The unifying diagnosis: the cohort sits at substrate-thinness, not claim error. A single-resource substrate is to identity-distinct-goal claims what a single-causal-source substrate (SD-047 problem) was to agency-detection-comparator claims. Both are V3-tractable in principle; both need the substrate to carry the dimensions the claim wants to test.
Architectural reading: these are substrate-ceiling-adjacent failures. The cohort is not formally tagged epistemic_category: substrate_ceiling because the failures are mostly null/inconclusive rather than the clean C4-only-PASS signature that prompted SD-047. But the substrate prescription is the same: enrich the env so the claims can be honestly tested.
Mechanism
SD-049 makes three additions to CausalGridWorldV3, layered on top of SD-012’s homeostatic drive system:
Addition 1: Multiple resource identities
The env carries n_resource_types: int (default 3) qualitatively distinct resource types, each with:
- A unique identity tag in observations (one-hot or low-D embedding passed through obs_dict to the encoder).
- A type-specific spawn distribution (each type spawns in its own cell-set or with its own spatial bias, so identity is co-located with spatial signature).
- A type-specific benefit profile (which drive axis it satiates, by how much, with what satiation curve).

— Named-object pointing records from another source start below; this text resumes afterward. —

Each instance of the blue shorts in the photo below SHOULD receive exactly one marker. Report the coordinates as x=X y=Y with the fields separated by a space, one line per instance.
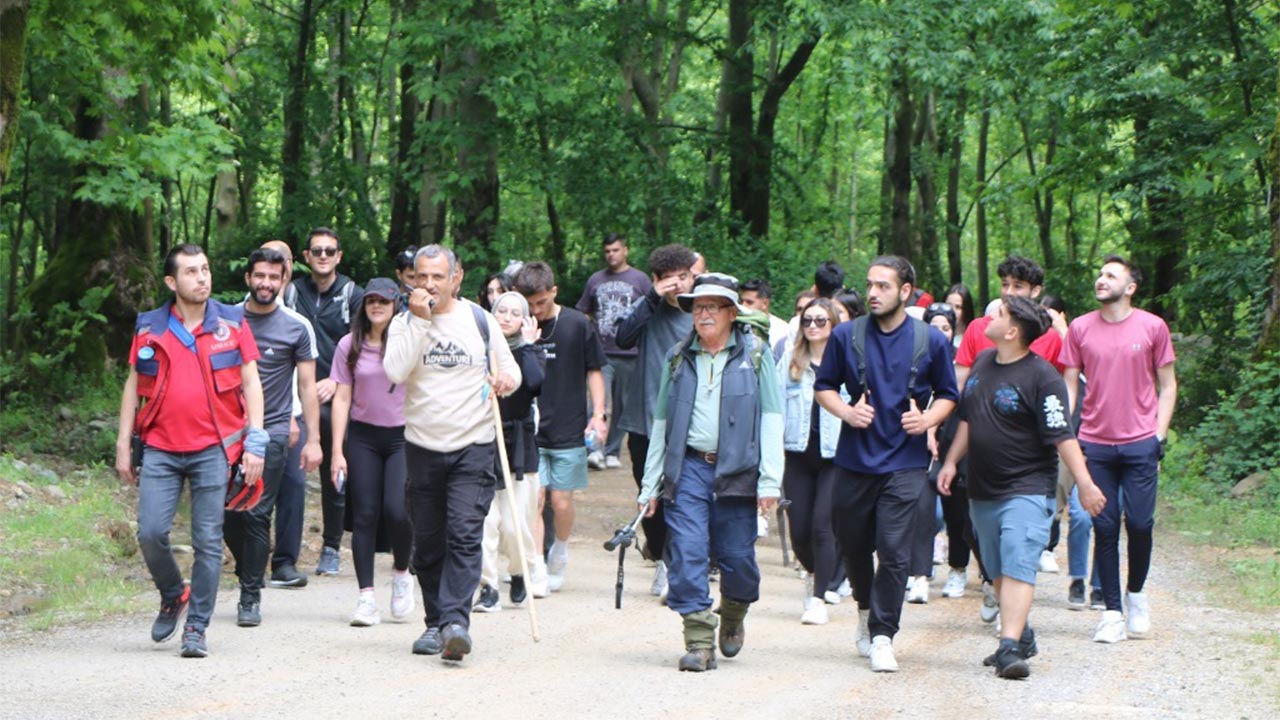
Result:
x=562 y=469
x=1011 y=534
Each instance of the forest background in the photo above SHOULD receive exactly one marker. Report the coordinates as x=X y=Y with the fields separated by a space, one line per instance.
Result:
x=767 y=133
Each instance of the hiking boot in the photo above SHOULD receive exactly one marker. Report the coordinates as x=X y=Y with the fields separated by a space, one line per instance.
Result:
x=248 y=614
x=170 y=611
x=288 y=577
x=457 y=642
x=698 y=660
x=193 y=642
x=1075 y=595
x=429 y=642
x=517 y=589
x=329 y=561
x=488 y=601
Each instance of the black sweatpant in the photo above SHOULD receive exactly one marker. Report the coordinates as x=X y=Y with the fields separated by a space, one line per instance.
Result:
x=375 y=490
x=448 y=497
x=877 y=514
x=807 y=482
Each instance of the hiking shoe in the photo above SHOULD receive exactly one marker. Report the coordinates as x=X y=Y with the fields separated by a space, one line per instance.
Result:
x=170 y=611
x=193 y=642
x=402 y=595
x=882 y=655
x=248 y=614
x=1048 y=564
x=1111 y=628
x=1075 y=595
x=489 y=601
x=814 y=611
x=517 y=589
x=429 y=642
x=698 y=660
x=1138 y=619
x=366 y=611
x=990 y=609
x=659 y=579
x=457 y=642
x=288 y=577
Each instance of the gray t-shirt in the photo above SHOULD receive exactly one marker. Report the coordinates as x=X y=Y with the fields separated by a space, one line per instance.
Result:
x=284 y=338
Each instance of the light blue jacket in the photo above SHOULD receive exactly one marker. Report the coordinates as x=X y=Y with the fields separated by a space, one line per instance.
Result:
x=798 y=409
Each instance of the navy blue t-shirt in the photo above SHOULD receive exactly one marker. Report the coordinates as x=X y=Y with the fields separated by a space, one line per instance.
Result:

Suggested default identities for the V3 substrate, biased toward maximum dissociability:
| identity | drive axis | satiation curve | comment |
|---|---|---|---|
food | hunger | sigmoidal saturating | classic homeostatic appetitive |
water | thirst | sharper saturation, faster onset | distinct homeostatic axis – supports approach-avoidance symmetry tests across drives |
novelty / information | curiosity | non-homeostatic; benefit decays with familiarity, not satiation | this is the load-bearing one for wanting/liking dissociation – it generates “wanting” without monotonic satiation |
The novelty/information channel is non-negotiable for fuller scope. Without it, all three resource types are isomorphic-modulo-drive-axis and the wanting/liking dissociation collapses to “which drive is currently most depleted.” The novelty channel breaks that symmetry by producing prospective wanting that does not reduce a homeostatic deficit – exactly the structural distinction MECH-229 wants to test.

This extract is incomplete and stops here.